Les allusions sont infinies et la plupart d’entre elles invisibles à l’œil nu tant le regard est perturbé par un décor envahissant où viennent se greffer des projections vidéo. On reconnaît, non sans peine, un légionnaire romain, Napoléon, Gandhi, un Taliban, un autoportrait de Rembrandt, le Pierrot de Watteau, une boite de soupe Campbell de Warhol, etc. Incontestablement, cette suractivité scénique, qui rompt avec la monotonie et l’ennui du décor unique, fascine, mais elle perturbe la concentration et la perception des idées déployées. Tous les symboles sont réinterprétés et supprimées les références chrétiennes. On peut certainement regretter leur disparition, mais le metteur en scène les remplace par son propre vocabulaire : un lapin en peluche comme image de fécondité, une cérémonie vaudou en guise de cène.
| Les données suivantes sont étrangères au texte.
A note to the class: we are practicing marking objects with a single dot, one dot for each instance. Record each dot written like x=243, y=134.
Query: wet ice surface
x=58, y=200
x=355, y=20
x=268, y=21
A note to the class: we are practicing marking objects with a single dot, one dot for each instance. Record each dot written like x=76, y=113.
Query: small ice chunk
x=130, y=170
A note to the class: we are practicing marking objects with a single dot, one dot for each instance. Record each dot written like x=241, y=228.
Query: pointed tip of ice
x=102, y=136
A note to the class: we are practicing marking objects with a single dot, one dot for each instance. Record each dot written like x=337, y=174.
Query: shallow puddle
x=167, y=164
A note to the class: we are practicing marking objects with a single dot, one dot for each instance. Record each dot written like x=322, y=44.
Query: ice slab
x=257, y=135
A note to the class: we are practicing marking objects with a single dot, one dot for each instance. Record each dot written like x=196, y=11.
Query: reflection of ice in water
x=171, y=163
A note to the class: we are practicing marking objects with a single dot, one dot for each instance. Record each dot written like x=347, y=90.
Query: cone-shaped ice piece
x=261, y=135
Pourtant, à la base, les symboles ne sont-ils pas qu’un avatar de l’imagination et de l’absurdité humaine ?
Ce travail doit être envisagé comme un ensemble, tant chaque aspect pris isolément nuirait à la vision globale. À ce titre on peut noter que la direction d’acteur est inexistante, les chanteurs errant sans but précis sur le plateau tournant qui héberge l’incroyable décor. En matière de performance, il faut saluer l’engagement des artistes qui s’expriment dans les costumes improbables de Tabea Braun : Gurnemanz est vêtu en un homme préhistorique alors que Klingsor figure un primate peinturluré en noir et revêtant un camouflage commando.
Sur le plan musical, rien – hélas ! – d’exceptionnel. Remplaçant Pierre Boulez qui dirige à Aix-en-Provence, le toujours sympathique et avenant Ádám Fischer ne fait guère d’étincelles. Ce solide routier sait tenir l’ouvrage sur la longueur, mais en vain l’on chercherait élan et magie dans cette lecture trop attentive à la barre de mesure.
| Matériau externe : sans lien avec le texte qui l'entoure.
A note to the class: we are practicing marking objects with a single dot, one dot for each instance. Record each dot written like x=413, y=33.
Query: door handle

Côté chant : morne plaine.
Si tous les chanteurs sont de solides professionnels et de bons musiciens, il existe cependant des artistes d’un tout autre calibre. On connaît, depuis le Ring du Châtelet [lire notre chronique des 20 et 25 octobre 2005], le triste état vocal de Jukka Rasilainen ; le timbre est éraillé, la conduite du chant défaillante et l’homme trop souvent obligé de pousser la voix. L’imposant Robert Holl est un Gurnemanz crédible, mais son timbre exagérément caverneux n’aide pas à l’articulation du texte. C’est le manque de charisme et la totale banalité musicale et vocale que l’ont peut reprocher au couple Alfons Ebertz (Parsifal) et Evelyn Herlitzius (Kundry). On en dira autant du Titurel de Jyrki Korhonen. Seul John Wegner tire à peu près son épingle du jeu : le timbre est rocailleux mais assez beau, l’engagement scénique total, même si le chanteur est parfois à la limite du décrochage. Mention très bien pour les filles-fleurs, vêtues et maquillées comme des Africaines pour une fête traditionnelle. Le Chœur du Bayreuther Festspiele est, comme à son habitude, impressionnant de cohésion et de profondeur.
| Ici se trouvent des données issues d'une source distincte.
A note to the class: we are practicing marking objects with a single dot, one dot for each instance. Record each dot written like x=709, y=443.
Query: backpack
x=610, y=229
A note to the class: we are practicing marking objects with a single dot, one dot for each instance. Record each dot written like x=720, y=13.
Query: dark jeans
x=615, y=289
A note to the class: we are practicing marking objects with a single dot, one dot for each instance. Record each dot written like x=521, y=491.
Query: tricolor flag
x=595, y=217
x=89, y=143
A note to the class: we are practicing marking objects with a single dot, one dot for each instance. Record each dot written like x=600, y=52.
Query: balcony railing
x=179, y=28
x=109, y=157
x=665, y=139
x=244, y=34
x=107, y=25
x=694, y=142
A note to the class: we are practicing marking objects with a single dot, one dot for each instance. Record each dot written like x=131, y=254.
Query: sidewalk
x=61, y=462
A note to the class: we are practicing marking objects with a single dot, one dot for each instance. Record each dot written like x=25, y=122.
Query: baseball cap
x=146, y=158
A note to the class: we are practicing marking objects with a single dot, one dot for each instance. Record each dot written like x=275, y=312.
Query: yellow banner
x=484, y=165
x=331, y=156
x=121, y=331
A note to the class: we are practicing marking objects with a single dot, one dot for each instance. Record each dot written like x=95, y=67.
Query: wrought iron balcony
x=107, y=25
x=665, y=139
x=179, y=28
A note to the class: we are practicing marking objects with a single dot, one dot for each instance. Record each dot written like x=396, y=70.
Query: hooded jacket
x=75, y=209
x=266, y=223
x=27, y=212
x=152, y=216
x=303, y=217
En conclusion, ce spectacle dérangeant mais intriguant fascine autant qu’il irrite. Il faut reconnaître à Schlingensief l’originalité du propos et des idées. Si le metteur en scène acceptait de revoir certains aspects de son travail et d’en limiter références et projections, le résultat gagnerait en lisibilité comme en profondeur.